Last night, my meditation teacher asked everyone present what our opinion was on stealing. When it was my turn, I said: “Stealing is not being willing or daring to own our good qualities. It is self-rejection because we steal our own light.”
For a long time, I resisted "disruptive." This label triggered something deep within me—the feeling of not being welcome. I have come to see how, when men are called disruptive, they are often revered as revolutionaries, while women are still deemed troublesome, too unruly to be controlled. Many people tend to overlook that disruption is not inherently negative; it is the energy of change, of creation. It initiates a new order.
Disruption is, at its core, an act of creation. That sounds better. After all, the spirit of creation is valued—it could even increase my chances of being employed. It certainly looks more positive on my curriculum vitae. But what if it goes deeper than that? What if it is something ancient, something misunderstood? What if, at its heart, it is the work of a witch?
Hold on before you make judgments about witches. I had them too. I once suspected that the concept was a fabricated marketing tool to sell more incense, soap, and sea salt. I frowned upon those who sang songs containing lyrics about "Mother Earth" and "water cleansing the soul." I had no idea why some women spoke about witch hunts as if they had actually happened. Forgive my ignorance. I did my homework after that.

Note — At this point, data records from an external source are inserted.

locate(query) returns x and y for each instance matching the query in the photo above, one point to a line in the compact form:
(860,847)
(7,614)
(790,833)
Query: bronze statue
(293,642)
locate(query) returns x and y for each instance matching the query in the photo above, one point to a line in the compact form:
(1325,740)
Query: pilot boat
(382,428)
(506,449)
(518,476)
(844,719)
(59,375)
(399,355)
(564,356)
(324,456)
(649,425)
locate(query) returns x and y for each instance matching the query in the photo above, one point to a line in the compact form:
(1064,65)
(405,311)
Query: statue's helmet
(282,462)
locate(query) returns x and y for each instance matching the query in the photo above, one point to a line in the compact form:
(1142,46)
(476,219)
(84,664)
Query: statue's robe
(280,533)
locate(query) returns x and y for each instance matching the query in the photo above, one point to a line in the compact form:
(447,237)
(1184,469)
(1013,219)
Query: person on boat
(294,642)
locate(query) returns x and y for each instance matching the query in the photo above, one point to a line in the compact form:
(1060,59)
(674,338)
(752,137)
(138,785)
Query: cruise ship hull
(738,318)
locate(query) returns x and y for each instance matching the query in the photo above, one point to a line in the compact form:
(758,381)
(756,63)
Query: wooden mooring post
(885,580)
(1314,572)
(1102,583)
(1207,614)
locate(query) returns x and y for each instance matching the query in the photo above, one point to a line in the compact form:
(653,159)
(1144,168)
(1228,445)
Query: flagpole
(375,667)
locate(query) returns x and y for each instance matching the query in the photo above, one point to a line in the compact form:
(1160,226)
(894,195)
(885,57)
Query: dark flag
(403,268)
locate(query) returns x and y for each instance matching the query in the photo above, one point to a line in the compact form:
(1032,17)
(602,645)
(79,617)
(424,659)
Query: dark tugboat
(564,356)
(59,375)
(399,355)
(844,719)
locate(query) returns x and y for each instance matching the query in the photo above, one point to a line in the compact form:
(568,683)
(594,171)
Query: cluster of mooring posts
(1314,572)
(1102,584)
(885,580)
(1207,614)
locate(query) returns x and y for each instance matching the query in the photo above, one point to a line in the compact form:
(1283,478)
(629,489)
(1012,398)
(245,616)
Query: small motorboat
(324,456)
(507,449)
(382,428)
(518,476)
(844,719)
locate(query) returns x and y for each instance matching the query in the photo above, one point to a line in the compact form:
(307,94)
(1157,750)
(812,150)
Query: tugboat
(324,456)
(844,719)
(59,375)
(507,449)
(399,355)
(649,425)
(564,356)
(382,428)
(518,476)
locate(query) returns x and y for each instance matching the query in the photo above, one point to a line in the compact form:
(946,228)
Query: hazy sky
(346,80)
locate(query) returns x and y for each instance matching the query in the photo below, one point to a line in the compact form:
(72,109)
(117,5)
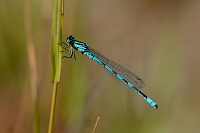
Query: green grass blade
(56,40)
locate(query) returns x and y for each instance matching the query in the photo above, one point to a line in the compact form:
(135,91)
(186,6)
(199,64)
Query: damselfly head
(70,39)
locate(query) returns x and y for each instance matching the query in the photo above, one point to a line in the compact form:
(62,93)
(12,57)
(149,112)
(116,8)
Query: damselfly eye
(70,39)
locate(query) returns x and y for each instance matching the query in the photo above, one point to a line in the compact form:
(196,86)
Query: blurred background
(156,39)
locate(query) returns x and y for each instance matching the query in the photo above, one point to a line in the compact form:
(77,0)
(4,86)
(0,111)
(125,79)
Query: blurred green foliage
(157,40)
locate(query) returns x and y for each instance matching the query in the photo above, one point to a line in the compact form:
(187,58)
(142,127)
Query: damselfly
(123,75)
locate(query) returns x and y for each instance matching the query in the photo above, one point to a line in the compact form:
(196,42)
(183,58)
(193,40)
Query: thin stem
(95,126)
(53,104)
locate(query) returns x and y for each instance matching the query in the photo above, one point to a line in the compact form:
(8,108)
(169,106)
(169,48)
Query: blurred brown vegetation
(156,39)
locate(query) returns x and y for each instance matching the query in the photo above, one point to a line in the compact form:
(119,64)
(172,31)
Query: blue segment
(125,76)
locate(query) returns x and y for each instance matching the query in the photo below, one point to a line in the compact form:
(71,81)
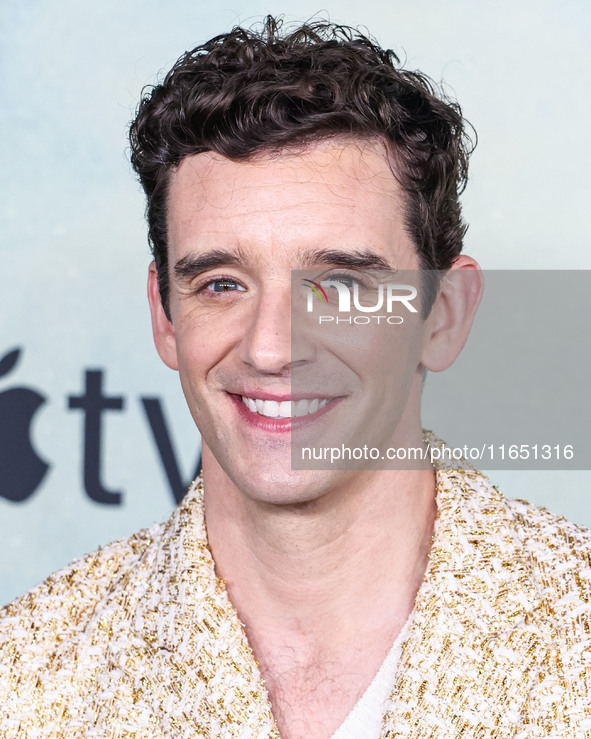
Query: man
(308,603)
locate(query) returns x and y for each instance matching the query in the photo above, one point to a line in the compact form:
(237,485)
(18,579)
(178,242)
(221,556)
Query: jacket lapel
(188,665)
(476,640)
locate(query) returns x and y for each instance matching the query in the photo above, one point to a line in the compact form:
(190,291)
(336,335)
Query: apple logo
(21,469)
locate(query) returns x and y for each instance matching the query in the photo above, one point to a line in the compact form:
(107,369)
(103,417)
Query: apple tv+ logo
(22,470)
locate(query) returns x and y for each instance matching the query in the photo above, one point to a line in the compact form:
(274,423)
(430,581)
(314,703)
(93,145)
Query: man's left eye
(223,286)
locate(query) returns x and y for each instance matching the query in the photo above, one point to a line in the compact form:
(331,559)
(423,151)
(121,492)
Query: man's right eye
(223,286)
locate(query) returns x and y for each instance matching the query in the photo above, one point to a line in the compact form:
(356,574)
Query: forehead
(332,194)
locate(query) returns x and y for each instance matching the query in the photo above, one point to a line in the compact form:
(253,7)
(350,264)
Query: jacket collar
(475,643)
(466,666)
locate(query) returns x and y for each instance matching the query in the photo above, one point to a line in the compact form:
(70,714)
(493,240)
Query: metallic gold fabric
(139,640)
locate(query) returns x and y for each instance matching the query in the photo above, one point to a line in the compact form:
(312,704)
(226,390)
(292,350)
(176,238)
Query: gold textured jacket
(139,640)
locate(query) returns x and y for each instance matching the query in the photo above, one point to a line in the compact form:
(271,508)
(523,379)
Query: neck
(322,573)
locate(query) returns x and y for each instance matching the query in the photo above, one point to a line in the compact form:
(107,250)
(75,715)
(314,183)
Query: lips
(284,408)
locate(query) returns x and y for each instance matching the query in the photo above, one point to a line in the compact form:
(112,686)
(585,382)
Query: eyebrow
(192,265)
(356,259)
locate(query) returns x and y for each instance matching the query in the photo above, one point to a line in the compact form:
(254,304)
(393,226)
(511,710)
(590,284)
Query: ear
(162,328)
(451,317)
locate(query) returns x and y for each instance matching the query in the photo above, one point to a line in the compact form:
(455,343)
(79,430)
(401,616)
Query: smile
(284,408)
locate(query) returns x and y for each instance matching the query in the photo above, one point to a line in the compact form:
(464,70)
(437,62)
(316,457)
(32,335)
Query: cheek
(202,345)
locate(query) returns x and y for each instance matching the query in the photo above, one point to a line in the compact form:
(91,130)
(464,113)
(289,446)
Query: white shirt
(365,719)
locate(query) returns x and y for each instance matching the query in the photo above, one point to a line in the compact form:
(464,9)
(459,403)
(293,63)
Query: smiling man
(281,599)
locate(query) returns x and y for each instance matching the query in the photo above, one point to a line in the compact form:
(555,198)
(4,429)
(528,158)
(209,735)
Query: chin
(281,486)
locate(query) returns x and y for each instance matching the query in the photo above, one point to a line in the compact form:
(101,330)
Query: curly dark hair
(258,90)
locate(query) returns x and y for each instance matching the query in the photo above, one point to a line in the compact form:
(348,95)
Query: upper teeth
(285,408)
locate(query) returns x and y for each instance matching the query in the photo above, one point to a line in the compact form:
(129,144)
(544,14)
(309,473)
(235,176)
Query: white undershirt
(365,719)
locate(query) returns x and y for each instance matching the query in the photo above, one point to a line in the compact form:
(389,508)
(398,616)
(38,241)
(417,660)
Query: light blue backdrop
(73,245)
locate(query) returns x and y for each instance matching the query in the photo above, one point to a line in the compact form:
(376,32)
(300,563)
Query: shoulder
(39,628)
(560,555)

If disruption is the work of a witch, things begin to make more sense. I have a few quotes from two books that substantiate my perspective.

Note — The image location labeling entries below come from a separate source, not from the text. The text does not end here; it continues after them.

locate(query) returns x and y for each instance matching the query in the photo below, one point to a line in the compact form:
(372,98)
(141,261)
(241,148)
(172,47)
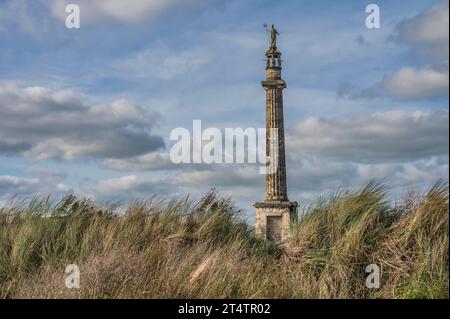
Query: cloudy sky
(90,110)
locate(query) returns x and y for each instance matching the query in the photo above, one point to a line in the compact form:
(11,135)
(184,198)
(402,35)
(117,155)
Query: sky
(89,111)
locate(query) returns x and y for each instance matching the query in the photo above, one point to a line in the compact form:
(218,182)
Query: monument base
(273,219)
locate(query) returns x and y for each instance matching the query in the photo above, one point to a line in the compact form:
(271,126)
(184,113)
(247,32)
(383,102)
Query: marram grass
(180,249)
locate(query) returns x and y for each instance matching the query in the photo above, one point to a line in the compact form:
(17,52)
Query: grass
(179,249)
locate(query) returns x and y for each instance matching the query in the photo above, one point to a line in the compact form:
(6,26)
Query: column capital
(274,84)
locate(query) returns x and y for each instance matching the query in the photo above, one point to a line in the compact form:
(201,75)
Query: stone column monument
(276,212)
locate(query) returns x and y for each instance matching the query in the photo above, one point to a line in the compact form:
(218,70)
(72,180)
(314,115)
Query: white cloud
(129,11)
(127,187)
(377,137)
(42,184)
(412,83)
(428,28)
(39,123)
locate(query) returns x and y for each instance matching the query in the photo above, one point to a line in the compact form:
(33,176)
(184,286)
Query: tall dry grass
(176,249)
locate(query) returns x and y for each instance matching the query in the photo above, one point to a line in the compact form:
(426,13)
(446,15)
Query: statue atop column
(272,36)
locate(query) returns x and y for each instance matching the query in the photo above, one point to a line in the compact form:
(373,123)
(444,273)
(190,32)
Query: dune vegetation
(182,249)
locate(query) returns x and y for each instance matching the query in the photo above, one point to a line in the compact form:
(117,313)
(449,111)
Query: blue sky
(90,110)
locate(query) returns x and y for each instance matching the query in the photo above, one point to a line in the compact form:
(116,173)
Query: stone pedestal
(273,219)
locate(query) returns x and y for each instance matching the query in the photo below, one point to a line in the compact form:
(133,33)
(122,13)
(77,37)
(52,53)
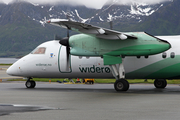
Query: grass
(101,81)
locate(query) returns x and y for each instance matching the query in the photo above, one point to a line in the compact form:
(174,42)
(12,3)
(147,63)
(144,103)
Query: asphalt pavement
(88,102)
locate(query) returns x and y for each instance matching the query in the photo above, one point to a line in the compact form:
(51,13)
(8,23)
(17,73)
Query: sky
(89,3)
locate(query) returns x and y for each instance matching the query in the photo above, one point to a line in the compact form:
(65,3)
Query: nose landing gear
(121,83)
(30,83)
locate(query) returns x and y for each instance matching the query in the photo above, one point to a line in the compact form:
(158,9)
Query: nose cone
(12,71)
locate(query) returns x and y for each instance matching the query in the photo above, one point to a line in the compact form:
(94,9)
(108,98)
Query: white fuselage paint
(52,64)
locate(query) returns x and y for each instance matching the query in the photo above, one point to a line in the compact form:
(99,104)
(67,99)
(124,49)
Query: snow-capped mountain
(132,13)
(23,23)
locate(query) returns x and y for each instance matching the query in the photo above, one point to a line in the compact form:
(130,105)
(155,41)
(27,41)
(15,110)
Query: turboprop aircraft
(102,53)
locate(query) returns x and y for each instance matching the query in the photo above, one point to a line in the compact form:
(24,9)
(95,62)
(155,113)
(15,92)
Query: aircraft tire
(160,83)
(121,85)
(30,84)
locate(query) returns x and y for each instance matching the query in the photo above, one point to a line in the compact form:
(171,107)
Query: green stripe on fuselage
(165,69)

One comes from Witchcraft, a gift from my dear friend Ann. Initially, I was skeptical, judging the book by its cover. I don’t chant mantras, and I certainly don’t use black magic to concoct love potions that will make a knight fall in love with me. But the depth of the book changed my view of witchcraft. Here is the first passage I came across when I opened a random page:
“The work of the witch is to disrupt. To disrupt systems of oppression outside of ourselves, within ourselves, and with our ancestors… Stay silent when our voices won’t further action or empathy, speak up when necessary, and do what is just, kind, and right.” —Ylvadroma Marzanna Radziszewski
Reading this, I felt relieved. Being a witch is not about dark magic; it is about taking responsibility for freeing ourselves and shaping a just society. I sensed a balance of strong and wise feminine and masculine energies in these words.

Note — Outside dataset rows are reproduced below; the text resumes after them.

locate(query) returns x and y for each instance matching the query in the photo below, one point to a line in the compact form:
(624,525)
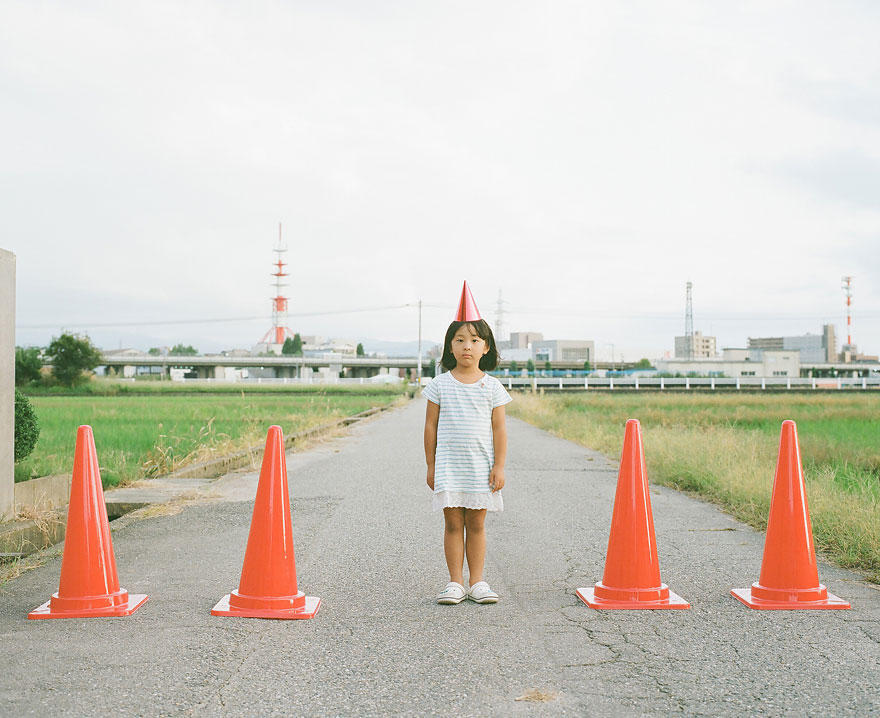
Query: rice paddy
(723,448)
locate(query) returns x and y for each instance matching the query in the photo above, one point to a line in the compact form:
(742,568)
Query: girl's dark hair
(482,329)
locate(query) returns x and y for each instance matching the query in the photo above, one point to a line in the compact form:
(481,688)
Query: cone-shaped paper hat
(632,570)
(789,575)
(89,585)
(467,307)
(268,588)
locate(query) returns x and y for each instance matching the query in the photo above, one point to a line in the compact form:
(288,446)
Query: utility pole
(499,319)
(689,321)
(419,369)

I explored further. In Dancing in the Flames, Marion Woodman and Elinor Dickson describe how the plague and the advances in science brought about shifts in how women were perceived. Women became associated with death and the erotic, as men projected their fears and guilt about their own sexual impulses onto women. This led to the idealization of the "virginity" and a split between "spiritual femininity" and "carnal femaleness"—a separation of mind and body. ( Disclaimer: just quoting to support my witch argument, not accusing men here as they, according to the book, also became painfully alienated and torn between the need to idealize women and the need to dominate and control them).
It dawns on me that the ideal of the "virgin" still shapes expectations for women, demanding perfection, submission and evoking shame on our bodies. Although our minds recognize these constraints, our bodies operate differently. This expectation has severed us from our physical and spiritual selves, turning our bodies into a place where we bury the pain of judgment, rejection, and even ancestral wounds—all waiting to be acknowledged, felt, and expressed in creative forms. Disruption is a necessary creative expression—one that breaks us free from the prison of patriarchal fears and projections.
Looking back on moments when I did something "disruptive," I realize it was never about seeking chaos. It was my body resisting stagnation, sensing before my mind did that something was wrong. Often, this resistance arose from people’s fear of facing "death"—not in a literal sense, but the death of old ways, the emergence of something new. For generations, our bodies have been numbed by a mindset that idolized the image of the virgin while casting the power of the witch into the shadows.
I closed my eyes and invited the voice within my body to guide me on my inclination to disrupt. In the stillness, I heard loud and clear.
“Your disruption, whatever label it gets, is a natural impulse. It is YOU. Bring it to the world, and show a new way of relating to the body, mind, and soul.”
I would like to quote another passage from Dancing in the Flames:
“We have become alienated from the earth, from others, and from our own deepest feelings. In such a condition, we become narcissistic. In all the mirrors that reflect realities, we see only ourselves. We have become highly self-conscious, but this state is a mere parody of true self-knowledge. Self-knowledge comes through a relationship with and a commitment to something or someone beyond oneself, beyond the gratification of one’s personal needs.”
What about a commitment to the witch in our bodies? With everything happening in the world, it is time for men and women to hold hands to listen to our deepest feelings, how disruptive they may seem sometimes.
Thank you, Ann, for your wonderful present.
I felt your heart so close to mine, and I knew our joy would fill the earth.—Roberta Flack’s “The First Time Ever I Saw Your Face”. I saw my face in disruption and I’m glad that I found her.
Keep being "disruptive"! It is through your relentless introspection that you inspire me in my work and journey. Especially the sentence "Disruption is, at its core, an act of creation." resonates so strongly!
I love this so, so, so, much, Lily. And the photo of you is stunning!!